Me: Sometimes we think that nobody sees what we do.
Prodigal: I feel like that sometimes.
Me: That is not true.
I was cold. The old farmhouse had no central heat and there was a hole barely covered in the living room wall. All I had was several space heaters in each room. I was questioning what had I done. It was Christmas. I had agreed to give my mom a couple of days break from taking care of my grandmother. A year earlier my grandmother had a stroke and was paralyzed on one side. She could not be alone for more than a couple of hours.
My mother was taking care of her with almost no support. She had moved into my grandmother’s house full time. She would drive an hour to visit my dad and back to her home as often as she could. I knew it was all very draining on my mom and that she needed a break.
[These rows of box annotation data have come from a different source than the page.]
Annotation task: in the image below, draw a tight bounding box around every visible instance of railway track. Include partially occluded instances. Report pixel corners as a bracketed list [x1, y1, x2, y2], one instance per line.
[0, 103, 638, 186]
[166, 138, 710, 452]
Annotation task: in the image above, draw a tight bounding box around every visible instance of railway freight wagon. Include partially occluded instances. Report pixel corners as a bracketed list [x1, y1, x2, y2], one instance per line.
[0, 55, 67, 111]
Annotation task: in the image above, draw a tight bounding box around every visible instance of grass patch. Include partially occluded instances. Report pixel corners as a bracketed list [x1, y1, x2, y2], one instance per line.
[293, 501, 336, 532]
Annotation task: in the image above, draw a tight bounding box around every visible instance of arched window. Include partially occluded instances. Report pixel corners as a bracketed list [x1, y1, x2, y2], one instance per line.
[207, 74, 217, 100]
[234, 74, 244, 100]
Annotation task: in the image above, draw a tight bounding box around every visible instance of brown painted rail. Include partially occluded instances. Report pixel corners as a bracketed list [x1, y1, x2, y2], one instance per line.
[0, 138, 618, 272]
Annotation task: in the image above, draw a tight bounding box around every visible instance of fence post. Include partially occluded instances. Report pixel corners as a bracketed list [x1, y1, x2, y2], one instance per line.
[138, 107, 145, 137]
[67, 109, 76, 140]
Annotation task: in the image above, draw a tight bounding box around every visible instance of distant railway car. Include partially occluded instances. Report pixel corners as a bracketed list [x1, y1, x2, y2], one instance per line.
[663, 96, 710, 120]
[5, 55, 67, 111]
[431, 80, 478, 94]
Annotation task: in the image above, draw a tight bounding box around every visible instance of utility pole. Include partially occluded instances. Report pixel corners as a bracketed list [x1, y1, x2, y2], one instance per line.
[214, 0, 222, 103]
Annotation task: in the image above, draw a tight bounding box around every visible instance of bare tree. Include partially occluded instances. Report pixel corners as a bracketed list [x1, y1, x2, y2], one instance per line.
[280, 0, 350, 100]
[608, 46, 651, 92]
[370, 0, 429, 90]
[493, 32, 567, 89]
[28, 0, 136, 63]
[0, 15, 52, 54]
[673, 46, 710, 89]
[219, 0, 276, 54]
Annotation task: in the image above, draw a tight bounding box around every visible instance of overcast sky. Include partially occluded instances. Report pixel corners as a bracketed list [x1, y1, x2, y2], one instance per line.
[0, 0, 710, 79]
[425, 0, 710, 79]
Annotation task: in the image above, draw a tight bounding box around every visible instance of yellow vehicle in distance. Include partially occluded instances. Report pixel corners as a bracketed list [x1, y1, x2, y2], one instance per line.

I informed her that I would give her a break and take care of my Grandmother as a Christmas present.
That began two very long days. I quickly realized that feeding, changing, cleaning up bowls movements and moving my grandmother was very hard work. I also knew in my heart that I was not that good at being a caregiver. It did not seem to be natural to me, like I have seen it with others.
My full-time profession is a mental health therapist. I know how to support others. The support I give though is all verbal, mental and not anything physical. I had never had to give in such a physical aspect. I struggled. I grew frustrated at times and had to walk away. My grandmother would call me in the middle of the night, day, and afternoon. I had the demands of another person completely dependent on me.
It did not take but a couple of hours to realize how much my mother was going through and how hard caregiving is.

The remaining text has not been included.